The safe-haven dollar began the week lower as a Federal Reserve official urged the continuation of stimulus programs and as home sales in October greatly exceeded market expectations, revving up traders' taste for higher-yielding assets.
Gold prices surged to a new record high of $1,174 an ounce as investors looked for an alternative investment to a declining buck. The commodity is considered a hedge against the greenback because of its stable store of value.
In late New York trading Monday, the 16-nation euro rose to $1.4973 from $1.4857, while the British pound jumped to $1.6621 from $1.6481. The dollar was nearly flat at 89.02 Japanese yen from 88.96 yen.
Over the weekend, Fed official James Bullard said the central bank should continue to buy mortgage-backed securities, helping keep interest rates low, beyond the program's expiration in March. The Fed has committed to buying $1.25 trillion in the securities. Media reports said Bullard's comments followed a speech in New York on Sunday.
Continued low rates mean investors don't make much on their dollar-denominated investments, prompting them to transfer funds to where they can earn better returns.
Bullard is slated to be a member of the Federal Open Market Committee, the Fed committee that sets interest rates, next year, so investors watch his statements closely. Membership rotates among the country's regional Fed presidents.
Last week Bullard said that if the Fed acted according to historical precedent, it could wait until 2012 before raising interest rates.

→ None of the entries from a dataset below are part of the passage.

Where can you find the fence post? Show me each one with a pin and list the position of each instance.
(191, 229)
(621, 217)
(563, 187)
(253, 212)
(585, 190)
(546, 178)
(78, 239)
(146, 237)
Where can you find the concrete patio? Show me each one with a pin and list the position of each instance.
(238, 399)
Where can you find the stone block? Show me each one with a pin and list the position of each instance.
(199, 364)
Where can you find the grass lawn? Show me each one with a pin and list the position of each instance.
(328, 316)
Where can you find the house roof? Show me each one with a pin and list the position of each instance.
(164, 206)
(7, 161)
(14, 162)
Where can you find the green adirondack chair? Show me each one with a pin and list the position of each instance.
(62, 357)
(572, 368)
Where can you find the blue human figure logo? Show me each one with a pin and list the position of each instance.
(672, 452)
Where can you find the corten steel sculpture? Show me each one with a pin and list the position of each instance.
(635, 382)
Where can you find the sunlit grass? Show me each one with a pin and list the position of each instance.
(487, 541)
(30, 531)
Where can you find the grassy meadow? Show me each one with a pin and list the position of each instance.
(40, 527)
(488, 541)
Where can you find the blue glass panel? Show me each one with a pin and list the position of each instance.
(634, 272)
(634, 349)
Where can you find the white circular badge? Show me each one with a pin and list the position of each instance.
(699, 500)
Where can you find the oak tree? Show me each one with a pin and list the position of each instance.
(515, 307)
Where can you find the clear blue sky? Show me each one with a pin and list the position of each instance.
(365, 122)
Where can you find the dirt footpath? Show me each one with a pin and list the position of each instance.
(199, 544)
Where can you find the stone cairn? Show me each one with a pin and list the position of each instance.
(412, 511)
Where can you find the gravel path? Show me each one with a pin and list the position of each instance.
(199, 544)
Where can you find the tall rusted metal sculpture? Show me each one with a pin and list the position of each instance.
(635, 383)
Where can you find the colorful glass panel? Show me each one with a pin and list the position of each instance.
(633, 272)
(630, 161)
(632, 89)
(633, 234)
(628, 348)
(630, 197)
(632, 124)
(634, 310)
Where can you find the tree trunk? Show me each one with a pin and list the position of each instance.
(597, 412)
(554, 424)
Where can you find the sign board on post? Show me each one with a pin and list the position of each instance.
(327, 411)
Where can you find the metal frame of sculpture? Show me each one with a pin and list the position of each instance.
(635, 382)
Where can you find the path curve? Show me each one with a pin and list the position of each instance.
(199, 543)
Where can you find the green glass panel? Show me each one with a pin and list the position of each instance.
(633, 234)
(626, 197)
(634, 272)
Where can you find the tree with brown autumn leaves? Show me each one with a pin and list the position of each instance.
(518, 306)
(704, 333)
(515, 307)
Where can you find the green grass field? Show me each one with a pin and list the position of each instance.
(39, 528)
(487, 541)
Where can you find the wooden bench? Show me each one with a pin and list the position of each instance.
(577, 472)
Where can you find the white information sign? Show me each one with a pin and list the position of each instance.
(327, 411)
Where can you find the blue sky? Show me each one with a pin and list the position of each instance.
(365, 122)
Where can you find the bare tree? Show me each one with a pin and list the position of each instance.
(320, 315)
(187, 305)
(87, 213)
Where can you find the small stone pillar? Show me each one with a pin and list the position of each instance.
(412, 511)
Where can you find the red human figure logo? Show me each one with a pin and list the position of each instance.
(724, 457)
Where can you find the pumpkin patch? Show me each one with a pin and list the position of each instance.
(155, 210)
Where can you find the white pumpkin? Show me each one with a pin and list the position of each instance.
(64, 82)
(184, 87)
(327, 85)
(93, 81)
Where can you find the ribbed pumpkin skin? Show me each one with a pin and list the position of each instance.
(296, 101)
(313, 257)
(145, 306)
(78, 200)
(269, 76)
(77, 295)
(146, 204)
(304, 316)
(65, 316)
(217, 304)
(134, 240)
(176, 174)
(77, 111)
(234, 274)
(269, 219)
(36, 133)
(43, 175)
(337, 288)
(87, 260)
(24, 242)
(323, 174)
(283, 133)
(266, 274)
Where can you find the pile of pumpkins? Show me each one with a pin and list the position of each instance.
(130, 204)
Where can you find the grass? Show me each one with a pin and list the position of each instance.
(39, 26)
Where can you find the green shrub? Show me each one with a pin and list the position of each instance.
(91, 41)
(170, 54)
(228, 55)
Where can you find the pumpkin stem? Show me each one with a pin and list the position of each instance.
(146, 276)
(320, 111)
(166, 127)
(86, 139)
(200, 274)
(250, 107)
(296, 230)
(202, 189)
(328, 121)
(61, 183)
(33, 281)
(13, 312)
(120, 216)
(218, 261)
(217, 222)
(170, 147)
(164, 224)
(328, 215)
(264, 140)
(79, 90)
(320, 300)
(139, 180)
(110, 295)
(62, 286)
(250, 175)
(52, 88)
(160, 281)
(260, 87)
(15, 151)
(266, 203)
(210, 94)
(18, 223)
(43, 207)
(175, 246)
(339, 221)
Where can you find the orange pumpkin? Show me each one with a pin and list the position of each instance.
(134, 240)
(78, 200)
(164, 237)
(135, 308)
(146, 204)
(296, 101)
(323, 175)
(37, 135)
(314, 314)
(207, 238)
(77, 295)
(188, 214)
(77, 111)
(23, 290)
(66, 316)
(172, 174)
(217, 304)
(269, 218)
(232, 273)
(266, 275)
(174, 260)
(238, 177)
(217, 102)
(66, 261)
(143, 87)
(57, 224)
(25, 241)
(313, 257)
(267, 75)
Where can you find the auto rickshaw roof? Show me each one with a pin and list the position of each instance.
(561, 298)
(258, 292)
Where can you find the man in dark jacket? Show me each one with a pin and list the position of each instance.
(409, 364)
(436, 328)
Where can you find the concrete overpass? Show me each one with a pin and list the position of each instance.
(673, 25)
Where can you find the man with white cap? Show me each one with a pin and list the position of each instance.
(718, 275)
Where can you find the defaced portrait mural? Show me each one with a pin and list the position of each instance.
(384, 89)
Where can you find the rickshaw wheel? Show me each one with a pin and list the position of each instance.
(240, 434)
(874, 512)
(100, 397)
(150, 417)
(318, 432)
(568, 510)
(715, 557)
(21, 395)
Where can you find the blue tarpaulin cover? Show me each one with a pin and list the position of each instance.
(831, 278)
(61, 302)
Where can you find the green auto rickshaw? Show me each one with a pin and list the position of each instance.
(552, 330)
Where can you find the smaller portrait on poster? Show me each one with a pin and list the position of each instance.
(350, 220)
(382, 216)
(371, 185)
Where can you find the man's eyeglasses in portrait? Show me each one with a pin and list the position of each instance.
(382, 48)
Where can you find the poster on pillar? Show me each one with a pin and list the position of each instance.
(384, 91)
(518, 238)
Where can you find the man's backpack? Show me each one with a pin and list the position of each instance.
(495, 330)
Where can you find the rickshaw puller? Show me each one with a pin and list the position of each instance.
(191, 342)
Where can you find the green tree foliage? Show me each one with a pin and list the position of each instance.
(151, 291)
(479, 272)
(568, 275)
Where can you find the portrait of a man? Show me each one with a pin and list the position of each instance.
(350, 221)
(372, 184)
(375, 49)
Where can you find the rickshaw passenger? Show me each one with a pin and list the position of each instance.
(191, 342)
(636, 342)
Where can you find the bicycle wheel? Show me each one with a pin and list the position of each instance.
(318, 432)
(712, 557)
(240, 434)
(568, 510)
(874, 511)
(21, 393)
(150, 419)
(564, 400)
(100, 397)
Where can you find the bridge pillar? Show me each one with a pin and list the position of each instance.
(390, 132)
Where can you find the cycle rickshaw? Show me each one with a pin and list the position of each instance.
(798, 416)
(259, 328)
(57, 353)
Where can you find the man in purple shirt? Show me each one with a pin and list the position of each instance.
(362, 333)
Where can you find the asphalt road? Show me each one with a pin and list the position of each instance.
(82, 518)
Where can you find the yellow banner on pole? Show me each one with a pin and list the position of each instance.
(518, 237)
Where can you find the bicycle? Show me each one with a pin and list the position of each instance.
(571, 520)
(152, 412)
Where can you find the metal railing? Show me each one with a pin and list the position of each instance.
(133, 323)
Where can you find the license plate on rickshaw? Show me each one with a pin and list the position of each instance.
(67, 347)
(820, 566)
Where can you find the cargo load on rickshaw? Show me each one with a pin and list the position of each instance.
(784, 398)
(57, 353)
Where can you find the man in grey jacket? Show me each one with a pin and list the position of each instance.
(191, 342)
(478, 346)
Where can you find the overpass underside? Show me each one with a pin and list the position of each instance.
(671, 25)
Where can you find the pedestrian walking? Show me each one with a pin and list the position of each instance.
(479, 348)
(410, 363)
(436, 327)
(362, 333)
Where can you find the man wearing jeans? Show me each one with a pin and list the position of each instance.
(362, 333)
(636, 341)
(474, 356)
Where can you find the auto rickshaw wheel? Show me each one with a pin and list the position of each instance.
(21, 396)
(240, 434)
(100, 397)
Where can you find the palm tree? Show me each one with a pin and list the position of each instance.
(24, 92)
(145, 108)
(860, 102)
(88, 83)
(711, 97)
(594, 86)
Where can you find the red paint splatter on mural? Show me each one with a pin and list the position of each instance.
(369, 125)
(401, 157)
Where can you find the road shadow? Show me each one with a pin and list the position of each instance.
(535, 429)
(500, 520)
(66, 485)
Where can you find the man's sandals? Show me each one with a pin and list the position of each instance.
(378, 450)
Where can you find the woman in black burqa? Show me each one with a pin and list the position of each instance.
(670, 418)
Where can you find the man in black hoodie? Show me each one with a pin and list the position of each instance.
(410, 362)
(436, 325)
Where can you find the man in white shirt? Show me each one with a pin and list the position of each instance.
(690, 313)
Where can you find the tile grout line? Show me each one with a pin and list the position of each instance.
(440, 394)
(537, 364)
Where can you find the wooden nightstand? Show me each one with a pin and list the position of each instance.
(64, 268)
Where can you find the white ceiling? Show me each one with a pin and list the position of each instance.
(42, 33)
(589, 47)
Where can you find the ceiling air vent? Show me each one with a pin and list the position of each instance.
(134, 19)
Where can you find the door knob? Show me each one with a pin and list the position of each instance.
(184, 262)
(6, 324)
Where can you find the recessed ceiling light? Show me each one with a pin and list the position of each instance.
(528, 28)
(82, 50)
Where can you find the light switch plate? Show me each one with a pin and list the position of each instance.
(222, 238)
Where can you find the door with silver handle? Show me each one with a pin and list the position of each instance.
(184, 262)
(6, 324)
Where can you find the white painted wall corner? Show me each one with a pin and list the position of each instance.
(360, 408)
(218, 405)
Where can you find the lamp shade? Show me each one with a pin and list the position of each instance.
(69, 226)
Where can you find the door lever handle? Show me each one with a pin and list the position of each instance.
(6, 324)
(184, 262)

European Central Bank officials are hinting that details of how to wind down eurozone stimulus measures may be released at its December meeting, analysts said.
Meanwhile, traders were increasingly likely to sell the dollar in favor of "risky" trades on the back of positive economic reports. New data also showed that economic recovery is gathering pace in the 16 countries that use the euro, while in the U.S., the National Association of Realtors, an industry group, said sales of existing homes shot up 10.1 percent from September to October. They hit a seasonally adjusted annual rate of 6.1 million last month, the highest level since February 2007.
A recovery in the housing market is viewed as essential to a broader economic rebound.
That drove stocks higher and the dollar lower. The two have tended to trade inversely ever since summer 2008 as better-than-expected reports boost stocks and recessionary developments propel the safe-haven dollar.
In Monday trading, the Dow Jones industrials jumped 1.3 percent, and broader markets were up 1.4 percent.
The dollar also weakened to 1.0093 Swiss francs from 1.0182 francs, and fell to 1.0553 Canadian dollars from 1.0714 late Friday.